To investigate the effects of CSF1R in more detail, the team used a mouse model of AD. They observed a similar increase in the number of microglial cells in AD mice, which became more abundant in older animals and were multiplying close to β-amyloid plaques. They also noticed that the levels of the protein CSF1R were increasing in the same way, along with other inflammatory genes associated with microglial activation.
When mice were treated with a drug blocking the CSF1R receptor, the microglia stopped proliferating and dropped in number. The detail making this finding stand out is that the drug did not remove all the microglial cells — it merely restored their numbers to the level seen in normal mice.
The reduced numbers of microglia also led to a reduction in other inflammatory molecules, and — more importantly — to improved memory and other disease-related behavior in the mice.

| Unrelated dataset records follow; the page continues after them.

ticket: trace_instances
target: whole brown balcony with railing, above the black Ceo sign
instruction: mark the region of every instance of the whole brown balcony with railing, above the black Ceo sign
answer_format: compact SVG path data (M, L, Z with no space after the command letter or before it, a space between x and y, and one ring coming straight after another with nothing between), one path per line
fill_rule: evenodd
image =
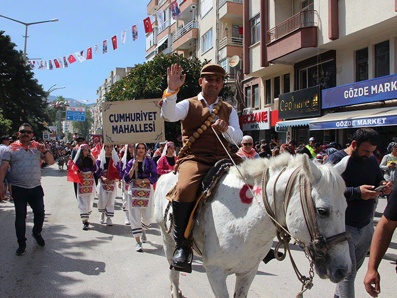
M268 30L267 61L276 63L279 58L298 50L316 48L318 20L316 10L306 10ZM299 54L302 53L299 52ZM287 62L288 58L285 61Z

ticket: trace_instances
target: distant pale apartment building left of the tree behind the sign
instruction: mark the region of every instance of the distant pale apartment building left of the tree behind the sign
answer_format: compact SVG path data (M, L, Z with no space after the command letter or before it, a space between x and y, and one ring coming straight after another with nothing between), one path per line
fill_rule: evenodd
M91 126L90 134L92 135L102 135L103 134L103 126L102 126L102 103L105 101L104 95L109 90L109 87L117 82L118 80L124 78L130 71L131 67L127 68L115 68L113 71L109 73L109 76L105 78L102 82L102 85L96 90L96 95L98 96L95 104L92 106L92 117L94 119L94 123Z

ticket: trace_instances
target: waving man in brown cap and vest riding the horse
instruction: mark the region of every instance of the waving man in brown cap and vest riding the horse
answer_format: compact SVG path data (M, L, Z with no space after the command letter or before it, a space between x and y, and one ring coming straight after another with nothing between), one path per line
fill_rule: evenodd
M172 200L176 242L171 269L189 272L193 251L184 233L195 205L199 184L217 161L229 158L223 146L229 150L228 142L239 144L243 132L236 110L218 97L226 74L220 65L204 65L199 78L201 92L178 103L176 93L184 84L186 74L182 75L182 67L177 64L168 68L167 74L168 89L164 94L161 117L169 122L181 121L182 141L185 145L178 156L179 176L176 188L167 195ZM211 127L216 130L223 146ZM237 154L231 156L235 162L242 162Z

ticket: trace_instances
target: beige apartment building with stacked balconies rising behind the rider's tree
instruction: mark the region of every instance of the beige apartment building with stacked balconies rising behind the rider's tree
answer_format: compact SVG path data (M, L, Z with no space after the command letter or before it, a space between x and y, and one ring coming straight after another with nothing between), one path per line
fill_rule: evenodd
M146 61L156 54L178 53L220 64L228 74L226 83L236 91L236 70L243 54L243 0L178 0L181 16L173 19L171 0L151 0L147 14L154 17L153 31L146 34ZM161 13L160 26L156 13ZM238 60L236 60L236 57ZM230 59L234 60L231 66ZM237 106L236 98L230 103Z

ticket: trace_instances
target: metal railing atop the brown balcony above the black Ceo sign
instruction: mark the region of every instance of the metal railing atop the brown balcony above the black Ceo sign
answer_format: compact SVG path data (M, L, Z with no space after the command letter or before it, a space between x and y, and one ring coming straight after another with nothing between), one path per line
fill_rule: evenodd
M284 36L297 28L318 26L319 15L316 10L305 10L298 12L289 19L278 24L274 28L267 31L267 43Z

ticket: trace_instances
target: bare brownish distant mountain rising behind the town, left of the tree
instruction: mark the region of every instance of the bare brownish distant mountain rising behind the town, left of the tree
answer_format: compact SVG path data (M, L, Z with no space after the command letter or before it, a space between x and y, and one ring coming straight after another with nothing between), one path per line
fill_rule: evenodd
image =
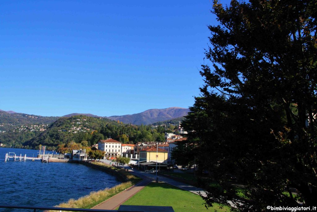
M188 112L188 108L169 107L165 109L150 109L142 113L135 113L132 115L110 116L107 118L111 120L119 120L127 124L131 123L135 125L148 125L158 121L165 121L186 116Z

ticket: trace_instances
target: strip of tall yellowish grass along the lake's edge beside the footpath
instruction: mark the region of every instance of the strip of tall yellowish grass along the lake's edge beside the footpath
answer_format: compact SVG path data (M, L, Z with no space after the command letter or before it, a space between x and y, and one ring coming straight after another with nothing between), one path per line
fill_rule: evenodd
M123 169L115 168L113 166L107 165L105 163L100 162L93 162L93 164L110 168L113 170L116 170L119 172L120 175L124 176L126 179L128 179L127 182L121 183L117 186L114 186L112 188L105 188L103 190L99 191L93 191L90 192L89 195L83 196L77 200L70 199L68 202L63 202L59 205L56 205L55 207L61 207L61 208L84 208L84 209L90 209L99 203L109 199L110 197L120 193L121 191L125 190L126 188L129 188L139 182L141 178L134 176L133 174L129 174L128 172L124 171ZM51 212L53 210L50 210Z

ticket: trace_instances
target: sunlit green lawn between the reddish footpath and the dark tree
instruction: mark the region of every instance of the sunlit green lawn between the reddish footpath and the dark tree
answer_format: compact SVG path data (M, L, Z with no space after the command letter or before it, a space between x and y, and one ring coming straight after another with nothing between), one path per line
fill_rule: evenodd
M123 205L172 206L175 212L181 211L230 211L229 207L219 209L215 204L208 210L204 200L196 194L179 189L166 183L150 183Z

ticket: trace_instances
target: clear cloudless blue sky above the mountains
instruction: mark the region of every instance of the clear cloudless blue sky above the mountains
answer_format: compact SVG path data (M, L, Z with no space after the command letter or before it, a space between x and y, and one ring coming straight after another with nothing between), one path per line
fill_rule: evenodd
M228 1L222 1L228 3ZM212 1L2 1L0 109L42 116L189 107Z

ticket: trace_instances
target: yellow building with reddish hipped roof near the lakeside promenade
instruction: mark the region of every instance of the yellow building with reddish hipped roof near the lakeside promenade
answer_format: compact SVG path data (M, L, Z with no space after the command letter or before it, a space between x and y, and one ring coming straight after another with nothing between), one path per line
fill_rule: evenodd
M157 154L156 154L157 151ZM140 162L142 161L146 161L146 162L156 162L156 158L157 161L159 163L167 163L167 155L168 152L164 149L158 148L156 149L156 147L148 147L145 149L142 149L139 151L140 153Z

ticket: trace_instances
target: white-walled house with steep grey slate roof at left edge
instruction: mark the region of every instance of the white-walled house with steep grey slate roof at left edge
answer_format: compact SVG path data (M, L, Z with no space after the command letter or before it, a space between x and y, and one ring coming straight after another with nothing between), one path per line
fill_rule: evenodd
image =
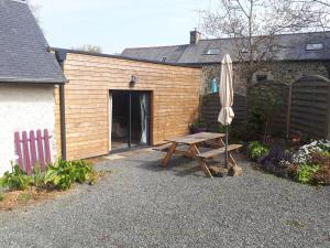
M47 129L56 157L55 88L65 76L25 1L0 1L0 175L15 162L14 132Z

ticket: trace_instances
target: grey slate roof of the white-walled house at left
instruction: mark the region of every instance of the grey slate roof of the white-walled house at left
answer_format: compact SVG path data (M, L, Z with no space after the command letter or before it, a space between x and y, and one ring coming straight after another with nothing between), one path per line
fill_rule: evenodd
M65 83L25 1L0 0L0 83Z

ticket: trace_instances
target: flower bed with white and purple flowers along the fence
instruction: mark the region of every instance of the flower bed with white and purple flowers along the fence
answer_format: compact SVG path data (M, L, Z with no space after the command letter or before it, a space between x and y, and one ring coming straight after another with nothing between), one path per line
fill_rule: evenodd
M250 142L249 158L257 169L304 184L330 185L330 141L264 145Z

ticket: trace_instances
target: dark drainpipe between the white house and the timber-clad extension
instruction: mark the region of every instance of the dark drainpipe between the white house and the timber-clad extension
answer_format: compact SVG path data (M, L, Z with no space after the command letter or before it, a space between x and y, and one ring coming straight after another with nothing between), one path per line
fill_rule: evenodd
M66 51L56 50L56 58L64 72L64 62L66 60ZM66 160L66 125L65 125L65 88L64 84L59 85L59 119L61 119L61 151L62 159Z

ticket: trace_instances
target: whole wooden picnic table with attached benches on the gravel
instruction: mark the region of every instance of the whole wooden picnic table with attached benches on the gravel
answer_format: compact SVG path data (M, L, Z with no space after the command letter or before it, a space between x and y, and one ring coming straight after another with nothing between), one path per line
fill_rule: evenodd
M222 140L222 138L224 137L226 137L224 133L200 132L200 133L184 136L179 138L167 139L166 141L168 141L168 143L161 145L155 150L167 151L166 155L162 160L163 168L167 166L168 161L170 160L173 154L182 154L184 157L196 159L199 162L206 176L212 177L212 174L206 161L208 159L212 159L213 157L226 152L224 142ZM199 151L199 148L202 147L205 142L210 143L211 147L216 149L201 153ZM179 149L183 147L183 144L187 148L186 150ZM240 147L241 147L240 144L231 144L229 145L229 151L235 150ZM231 154L229 154L229 161L232 165L237 164Z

The drug also restored synaptic connections between neurons; however, it did not remove the β-amyloid plaques. This indicates that plaque formation alone is not sufficient to cause disease. Rather, inflammation is needed for the development of AD symptoms.
The authors hope their findings may lead to the development of drugs targeting CSFR1 as an AD treatment.
In a press release, Dr. Diego Gomez-Nicola, who led the study, said, “These findings are as close to evidence as we can get to show that this particular pathway is active in the development of Alzheimer’s disease. The next step is to work closely with our partners in industry to find a safe and suitable drug that can be tested to see if it works in humans.”
Dr. Rob Buckle, director of science programs at the Medical Research Council, added, “It is increasingly clear that inflammation is a key player in a number of neurodegenerative conditions, and this study is beginning to unravel the biological processes behind this link.”